そして、言い終わるか終わらないかのうちに、エレベーターが突然下へと動き出した。
「──なっ!?」
驚愕に満ちたシンの声が響く。
元々エレベーターの扉と本体で封鎖されていた場所からエレベーターがいなくなり、ハシゴのかかった真っ暗な空間と、その横に大きく口を開けているメンテナンスホールが露わになっていたのだ。
真っ黒なせいで暗いように見える保管室とは違い、そもそも電気がついていない空間は非常に暗く、上にも下にも長い空洞が続いている。

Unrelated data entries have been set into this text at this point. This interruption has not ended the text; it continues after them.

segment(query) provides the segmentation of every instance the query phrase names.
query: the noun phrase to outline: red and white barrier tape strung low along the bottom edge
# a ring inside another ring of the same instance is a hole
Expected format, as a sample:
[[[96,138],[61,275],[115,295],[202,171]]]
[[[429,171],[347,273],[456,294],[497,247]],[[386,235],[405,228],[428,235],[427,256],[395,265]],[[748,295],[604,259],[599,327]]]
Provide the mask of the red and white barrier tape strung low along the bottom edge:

「この状態なら、犯人はエレベーター天井にある、鍵のかかったハッチを通らずとも、飛び移ることでそこのメンテナンスホールに身を隠せます。しかもシン先輩の話ですと、天井のハッチはエレベーターの内側からは鍵がかかっていますが、外側からは開けられるんでしたよね?」
「あ、ああ……その通りだ……」
情報の波にいっぱいいっぱいになった様子でシンは頷く。
「つまり、私の推理はこうです」
いよいよクライマックスだ。
深呼吸を挟み、雰囲気を作るためにコユキは机の上に土足のまま飛び乗った。
「最初から時系列を追って、まとめながら話します。まず最初、『犯人はシン先輩が私の捜索のために管理人室から出ていったのを見計らってカードキーを入手した。そのカードキーを使ってエレベーターを動かせるようにし、何らかの方法でエレベーターの扉を開放状態にしたままカードキーを元の場所に戻して、エレベーターでこの部屋に侵入した』んです」
人差し指を立てながらコユキは言う。
パスワードでの侵入は難しい。先程まで話していたように、カードキーであれば一回目の侵入は容易にできる。

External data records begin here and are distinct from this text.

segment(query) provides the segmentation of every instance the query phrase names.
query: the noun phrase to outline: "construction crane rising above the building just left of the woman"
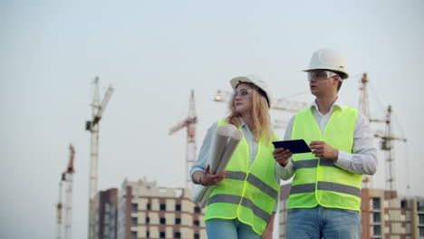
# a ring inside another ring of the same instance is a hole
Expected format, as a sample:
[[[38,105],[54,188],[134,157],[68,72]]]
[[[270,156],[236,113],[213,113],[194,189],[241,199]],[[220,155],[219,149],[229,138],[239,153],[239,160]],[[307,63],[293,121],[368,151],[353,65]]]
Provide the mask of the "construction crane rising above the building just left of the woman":
[[[196,160],[196,123],[198,117],[195,110],[194,91],[191,90],[188,117],[179,122],[176,126],[169,129],[169,135],[177,132],[179,129],[187,128],[187,151],[186,151],[186,188],[193,189],[191,178],[188,176],[190,168]]]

「『犯人は、タブレットを部屋の壁に立てかけ、部屋側の扉を開放し続けるよう細工をし、引き戸の裏にタブレットを隠した』」
言いながらコユキは人差し指に続いて中指を立てた。引き戸の裏にタブレットとUSBを隠すことで扉が開放されている限りは誰の目にも直接触れることはない。
「『そこに私とシン先輩が到着し、エレベーターを呼び出す。元々エレベーターで塞がっていた空間が空き、そこから入れるメンテナンスホールに犯人は身を潜めていた』」
さらに続けて薬指を立てる。部屋側の扉を開放したことにより、メンテナンスホールに入るためにエレベーターのハッチを開ける必要がなくなる。これで犯人とタブレットの両方がコユキとシンから見えなくなった。
「『私とシン先輩が出ていったのを確認したあと、犯人は再び部屋に戻り、目的を果たしたタブレットとUSBを元の位置に戻した』んです。まぁこの目的はややこしいんで後で話します」
こうして犯人は二回目の認証をすることなく、二回保管室に入ることを可能にした。
「ここまできたら、あとはハシゴを使ってエレベーターの天井まで降り、外側からなら簡単に開くハッチを通って何食わぬ顔で管理棟から出ていった、というワケですね」
「……確かに、お前の言う通りだ……」
苦虫を噛み潰したような顔でシンは辛うじて声を絞り出した。ユウカも真剣な顔のまま頷きを返す。
「どうですか私の推理は! かんぺき〜、でしょう?」
ユウカのモノマネをしながらコユキは身をくねらせた。明らかにユウカの頬が引き攣るのが見て取れたが、ユウカはコユキに対して一言も発することができなかった。